A recent The Arizona Republic series on water and a PBS Horizon television program both highlighted the rural families’ struggles to access groundwater. Out-of-state corporations are removing large quantities of ground water from water basins to grow hay, corn, pistachios, and other crops; and, in some rural areas, the water table has dropped 300 feet.
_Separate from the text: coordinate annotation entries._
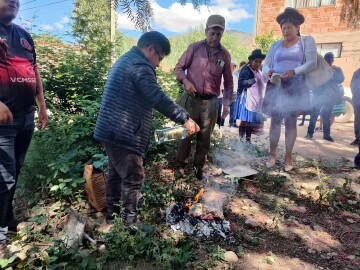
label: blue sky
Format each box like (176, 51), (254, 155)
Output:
(15, 0), (255, 41)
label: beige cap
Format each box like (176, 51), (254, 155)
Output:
(206, 15), (225, 29)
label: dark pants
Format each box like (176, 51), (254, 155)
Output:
(0, 113), (34, 228)
(216, 98), (225, 127)
(176, 93), (219, 169)
(105, 144), (145, 225)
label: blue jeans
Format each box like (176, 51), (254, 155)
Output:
(308, 105), (333, 136)
(0, 113), (35, 227)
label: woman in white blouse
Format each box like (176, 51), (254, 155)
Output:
(263, 8), (317, 171)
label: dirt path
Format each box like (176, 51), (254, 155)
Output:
(219, 119), (358, 161)
(207, 121), (360, 270)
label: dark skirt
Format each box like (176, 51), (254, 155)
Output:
(235, 92), (264, 135)
(262, 76), (310, 118)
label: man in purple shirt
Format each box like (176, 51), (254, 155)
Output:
(175, 15), (233, 180)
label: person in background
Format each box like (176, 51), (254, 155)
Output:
(0, 0), (48, 243)
(175, 15), (234, 180)
(230, 61), (247, 128)
(305, 52), (345, 142)
(350, 68), (360, 147)
(94, 31), (199, 232)
(350, 68), (360, 169)
(262, 8), (317, 171)
(218, 61), (239, 129)
(235, 50), (265, 143)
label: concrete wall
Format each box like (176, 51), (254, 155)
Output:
(255, 0), (360, 87)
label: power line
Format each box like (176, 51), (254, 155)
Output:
(20, 0), (37, 6)
(20, 0), (69, 11)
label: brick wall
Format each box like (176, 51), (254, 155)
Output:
(255, 0), (360, 87)
(257, 0), (351, 35)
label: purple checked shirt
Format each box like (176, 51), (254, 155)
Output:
(175, 41), (234, 106)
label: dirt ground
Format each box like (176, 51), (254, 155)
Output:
(208, 121), (360, 270)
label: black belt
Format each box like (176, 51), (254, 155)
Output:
(194, 93), (216, 100)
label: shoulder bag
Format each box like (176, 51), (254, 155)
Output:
(303, 37), (334, 90)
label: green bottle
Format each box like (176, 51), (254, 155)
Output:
(155, 126), (188, 144)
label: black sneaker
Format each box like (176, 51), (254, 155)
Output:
(350, 139), (359, 146)
(323, 135), (334, 142)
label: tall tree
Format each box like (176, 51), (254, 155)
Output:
(72, 0), (111, 64)
(340, 0), (360, 29)
(114, 0), (210, 32)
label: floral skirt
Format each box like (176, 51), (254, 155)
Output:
(234, 93), (264, 135)
(262, 76), (310, 118)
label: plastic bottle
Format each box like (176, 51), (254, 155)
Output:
(155, 126), (188, 144)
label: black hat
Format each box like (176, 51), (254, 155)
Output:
(276, 7), (305, 25)
(324, 52), (334, 62)
(248, 49), (266, 61)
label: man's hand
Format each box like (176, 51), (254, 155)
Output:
(0, 101), (13, 125)
(182, 78), (196, 97)
(281, 70), (295, 81)
(221, 105), (230, 119)
(0, 38), (9, 60)
(183, 118), (200, 137)
(268, 69), (275, 79)
(38, 109), (48, 129)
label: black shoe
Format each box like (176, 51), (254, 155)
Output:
(195, 169), (207, 181)
(323, 135), (334, 142)
(350, 139), (359, 145)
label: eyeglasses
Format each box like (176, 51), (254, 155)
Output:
(153, 45), (164, 62)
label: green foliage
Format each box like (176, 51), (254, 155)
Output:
(20, 37), (107, 201)
(255, 31), (281, 54)
(102, 219), (197, 269)
(72, 0), (111, 65)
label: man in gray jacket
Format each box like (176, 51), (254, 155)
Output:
(94, 31), (199, 230)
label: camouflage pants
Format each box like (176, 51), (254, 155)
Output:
(176, 93), (219, 169)
(105, 144), (145, 225)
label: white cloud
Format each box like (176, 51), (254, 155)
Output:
(40, 24), (54, 31)
(117, 13), (135, 30)
(118, 0), (253, 33)
(54, 23), (64, 30)
(60, 16), (70, 23)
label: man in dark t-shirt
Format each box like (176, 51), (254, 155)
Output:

There are about 20 water basins in Arizona with multiple sub-basins, according to Sarah Porter, Director, Kyl Center for Water Policy at ASU’s Morrison Institute for Public Policy.
According to an The Arizona Republic and USA Today article on Jan 19, 2020 by Ian James, entitled “Ducey defends AZ record on water,” managed areas need to ensure a “long-term balance between the water that’s pumped out and the amount going back into aquifers” and these areas are “not on track to achieve this target or struggling to get there.”
There are two types of water management in Arizona: 1. Irrigation non-expansion areas and 2. Active management areas (which includes a mix of cities, like Prescott, Prescott Valley, and Chino Valley). The issue is the state is not addressing future well development outside these active management areas.
While multi-million-dollar investments in industrial farms or large developments will be able to dig deeper and deeper wells, it could be cost prohibitive for rural residents surrounding these developments. Ms. Porter indicates this crisis in rural Arizona “can be fixed,” but the Director of the Arizona Department of Water Resources needs more authority in developments outside these active management areas of the state. This will allow the department to consider likely, future demand and not just current demand, which is the case today.
In Yavapai County’s rural areas, where dense housing is up for debate and water issues are not allowed in the conversation to persuade P&Z commissioners and supervisors, water level management is a concern to many.